Starlight Travel


Galactic StarTraveller Magazine

Galactic Movers & Shakers Profile


Man of Accountancy, Man of...Method

Taut, linear, ineffably alert, Droot Scraliontis greets me with a courteous, almost imperceptible nod of his pale, balding, light-bulb-shaped head from behind an imposing haggah-wood desk.

His office is large, airy, austere. Accountancy reference books line one wall. On another hangs a portrait of Vangster Blayne Chitterling, founder of the Chitterling Foundation, which has charitably financed the early education of so many leading figures in the accountancy world -- everyone, in fact, from Parboglio Hmm F.I.A., who introduced the revolutionary Night Audit system into the Hotel Gat, to D.D.Q. Moiety, author of the famous Institute of Accountancy Different Colored Pens Standard Protocol, a document which single-handedly defined the role of the fluorescent green highlighter in non-forensic auditing for all time.

In this distinguished company, the name of Droot Scraliontis stands out as effortlessly yet incontrovertibly as though it had been highlighted in fluorescent green by one firm, decisive stroke of an accountant's pen. "When I know Droot is going to pay a call," said one senior practitioner, "I take extra care to ensure that my red pen, my green pen and my black pen are lined up in parallel, with my ruler at right angles to them."

Another - a senior partner in a firm of private accountants - said "Droot is the sort of man who always wears a grey suit."

Meeting Droot Scraliontis, it is easy to understand the awe in which he is held. His pale, rather expressionless eyes miss nothing. Noticing me looking at the picture on his wall, he says "I see you are looking at the picture on my wall."

"Yes," I say.

"So I see," says Scraliontis. His voice is dry and emotionless, with something of the quality of sand -- appropriate, since this most accomplished of men is, in addition to his accountancy achievments, an avid collector of sand and a founder member of the Sand Society.

"So I see," he repeats, adjusting the position of his ruler with a fluid, controlled movement of his grey-suited arm.

"Yes," I repeat. In the outer office, someone turns over a page. A quiet sob is heard from the Great Filing Room -- Droot Scraliontis eschewing electronic data systems in favour of traditional paper files.
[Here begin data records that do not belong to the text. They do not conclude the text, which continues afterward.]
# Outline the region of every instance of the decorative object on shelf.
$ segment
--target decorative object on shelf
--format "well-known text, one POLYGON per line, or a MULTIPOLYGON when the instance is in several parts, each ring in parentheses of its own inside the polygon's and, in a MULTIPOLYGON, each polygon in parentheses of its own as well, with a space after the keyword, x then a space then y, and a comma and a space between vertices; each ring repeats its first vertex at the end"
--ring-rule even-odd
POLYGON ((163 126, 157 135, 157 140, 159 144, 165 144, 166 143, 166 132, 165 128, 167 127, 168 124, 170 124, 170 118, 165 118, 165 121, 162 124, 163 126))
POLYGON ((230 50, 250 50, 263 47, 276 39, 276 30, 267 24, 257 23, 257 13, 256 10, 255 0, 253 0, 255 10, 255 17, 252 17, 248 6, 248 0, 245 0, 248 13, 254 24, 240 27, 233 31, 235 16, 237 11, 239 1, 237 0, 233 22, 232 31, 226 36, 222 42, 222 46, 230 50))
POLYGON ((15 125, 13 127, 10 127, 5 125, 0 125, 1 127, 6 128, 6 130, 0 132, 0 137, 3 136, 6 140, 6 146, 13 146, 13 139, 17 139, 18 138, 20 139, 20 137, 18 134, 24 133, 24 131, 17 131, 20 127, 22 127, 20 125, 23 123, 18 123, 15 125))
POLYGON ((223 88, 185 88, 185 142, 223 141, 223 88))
Presently, he speaks. "Art and accountancy have much in common," he says. "That portrait which appears to interest you so much: just like a trial balance, it is done using different colors. Though hopefully not too much red. He he he," he adds; "He he he he he he. Not too much red. He he he."

"Very true," I say.

"Yes," he says; "Red being, of course, the standard colour used in accountancy practice to signify a negative balance accruing to the corporation -- or individual, of course -- in a revenue or capital accounting item."

There you have the essence of the man on whose slender, sloping shoulders rests the entire financial record-keeping burden of the great Starship Titanic project. There you have the meticulous integrity, the precision, yet the ability to make the great creative leap which enabled him to conceive of his most famous contribution to modern accountancy practice: his paper on Internal Fixed-Cost Allocation In Internal Corporate Service-Based Profit Centres, which paved the way for the explosive growth of Accountancy Services Divisions in all major corporations by ensuring that the more accountants such divisions employed, the more internally profitable those divisions appeared.

It is a discipline, a vision which Mr Scraliontis hopes to bring to the Starship Titanic project. "We already have seven accountants for every unit of non-accountancy personnel," he tells me, "and we hope to increase that ratio much, much further. It is the secret of corporate financial health."

Committment, dedication, vision: Droot Scraliontis is the very model of a modern accountant, as we leave him bent over a single sheet of analysis paper, his head whirling with visions of perfectly-balanced columns, different-coloured inks, and -- who knows? -- his wife Wyde, their three Worbs, and their elegant, sand-filled home.